梁谧举着的手,僵在半空:“……谁、谁跟你叠加报数!”
祁京檀:“谁让你喂的。”
“我、我好心喂你吃东西,给你养身体,你就这么回报我?”
梁谧被他气笑了。
偏偏一股子不服输的劲头上来,又夹了个生蚝怼到他嘴边。
到最后,祁京檀吃了四个生蚝、三串烤腰子、五串羊肉串。
梁谧自己则霸占了全部的卤味,配着啤酒,嘬得满嘴油光。
一瓶啤酒下肚不够,又开了一瓶。
喝到后来,她喝饱了,一打嗝,酒味混着卤料味直往外冒。
祁京檀闻到了,皱了下鼻子,把脸往旁边偏了偏:“满嘴酒气,去刷牙、洗脸。”
“你、你竟然嫌弃我。”
梁谧嘀咕着爬起来,走了两步又折回头:“祁京檀,呜呜,你不爱我了。”
祁京檀已经开始收拾桌上的残骸了,竹签归为一堆,锡纸盒压扁,啤酒瓶也拎到门口放着。
动作利索得很。
还把桌上沾的油渍,用湿纸巾擦了一遍,又去抖被子、叠被角。
梁谧倚在浴室门框上,看了一会儿。
这画面怎么说呢。
一米八七的大男孩,弯着腰,仔仔细细地铺床单,跟个勤劳的田螺姑娘一模一样。
她没忍住笑出了声。
祁京檀头也没抬,只催着:“看什么?快去洗。”
梁谧没进浴室,反而走过去,拽住他的手腕,往浴室里拉。
“老公,一起洗。”
“别闹。”
祁京檀抽回手。
没抽动。
梁谧两只手扒着他的胳膊,腻腻歪歪、哼哼唧唧:“老公,你说到了镇上先住一晚,不就是想这些?”
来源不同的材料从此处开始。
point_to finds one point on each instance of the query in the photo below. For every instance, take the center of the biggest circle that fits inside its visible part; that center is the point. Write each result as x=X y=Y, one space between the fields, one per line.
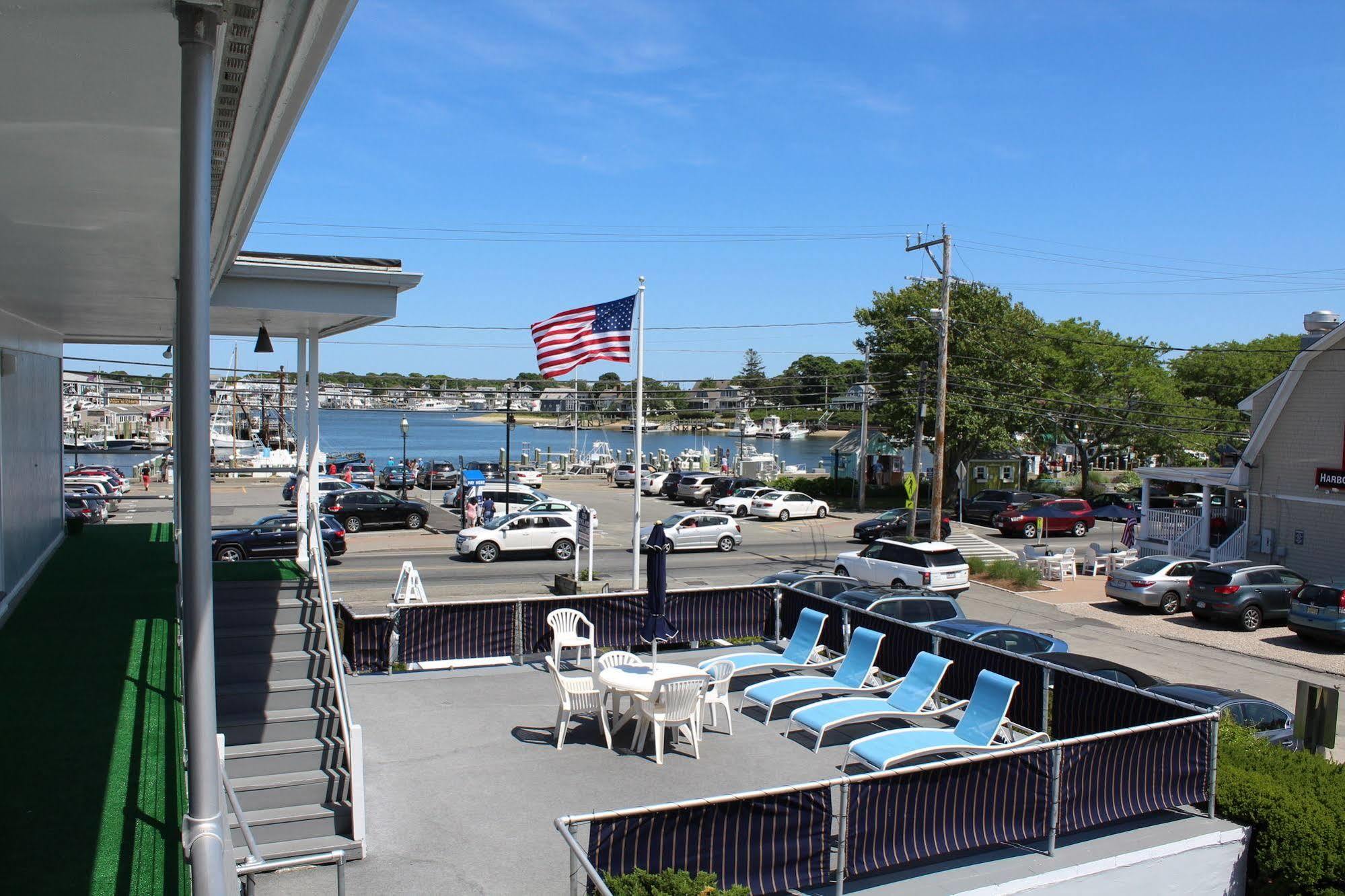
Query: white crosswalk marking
x=973 y=546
祁京檀一脸冤枉:“我是怕你回家住不惯。那边条件很差,想让你先在镇上住一晚上,缓一缓。你看看这小旅馆什么样儿,告诉你,我家比这差十倍不止。”
“你多虑了。”梁谧松开他的手,退后一步,双手叉腰,气势十足,“祁京檀,我告诉你,只要跟你在一起,就是让我学王三姐,住寒窑十八年,我也乐意。”
祁京檀看她的眼神变了。
那种眼神,大概就是正常人看精神病院跑出来的患者。
“你那是什么眼神?”梁宛皱眉,很不爽。
“你、你——”祁京檀一脸认真地问,“梁谧,你是不是被什么脏东西上身了?”
梁谧:“……”
她咬了下红润润的嘴唇,凑上前,踮起脚,娇气哼哼:“老公,我只想让你……上我的身……”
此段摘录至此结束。